A U.S. Equity manager is asked by a client to purchase some Canadian stock; would this (a) cause the account to become “non-discretionary” and/or (b) must the firm create a separate composite? Before I answer, let’s consider the opposite situation:
Let’s say you’re a North America Equity manager (e.g., you invest in U.S. and Canadian stocks) and you have a client who says “No!” to the Canadian stocks; what would the answers be here? Well, first, it’s up to the firm to determine if the exclusion of these stocks would cause such an impact that the account would not be representative of the strategy; if they feel that it would, they can declare it “non-discretionary” (for GIPS purposes). And, there would be no need to create a separate composite for the “U.S. only securities. However, they could (if they wanted) create a separate composite.
Why would the earlier example be any different? If the addition of Canadian stocks would cause the account to no longer be representative, why not declare it “non-discretionary”? And again, they would be under no obligation to create a separate composite. However, they could, if they wanted.

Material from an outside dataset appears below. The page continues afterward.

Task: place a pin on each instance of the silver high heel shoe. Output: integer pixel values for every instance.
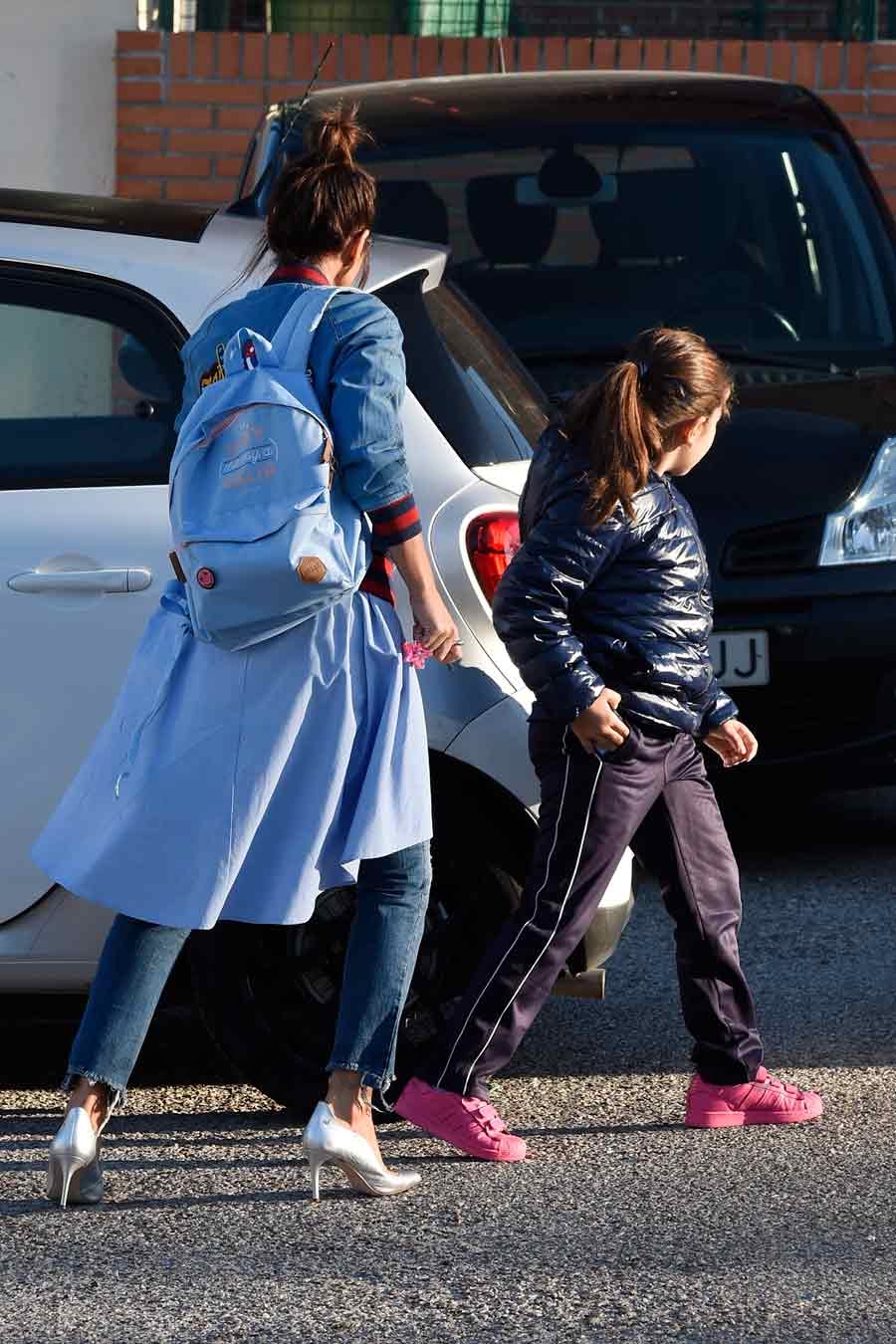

And what if they created a separate sub-portfolio for the Canadian stocks, so that they could have the U.S. stocks included, is this permitted? Yes, as long as the cash is being managed separately. And the Canadian-only portfolio, again, need not be included in a separate composite, because this was an accommodation for the client (just as the removal of Canadian stocks would be). Make sense?
In an email confirming his agreement with our position on this, our colleague John Simpson wrote:
If a client asked a US equity manager to buy some Canadian stock, then as far as composites there would be three options:
- If the strategy is not inhibited/prohibited by the request, the portfolio should remain in the composite
- If the strategy is inhibited/prohibited, the portfolio should be marked as nondiscretionary and excluded from composites
- Alternatively, the portfolio could be added to a separate composite.
I do think that such a request might be more likely to make a portfolio nondiscretionary than a restriction in general, but I guess it depends on the Canadian stock purchased (or the restriction).
Whether the client is taking something away from your strategy (“no technology stocks for me!”) or giving (“please add some health care to the mix”), the same rules for GIPS discretion can apply.
And so, we have agreement at our firm; what do you think?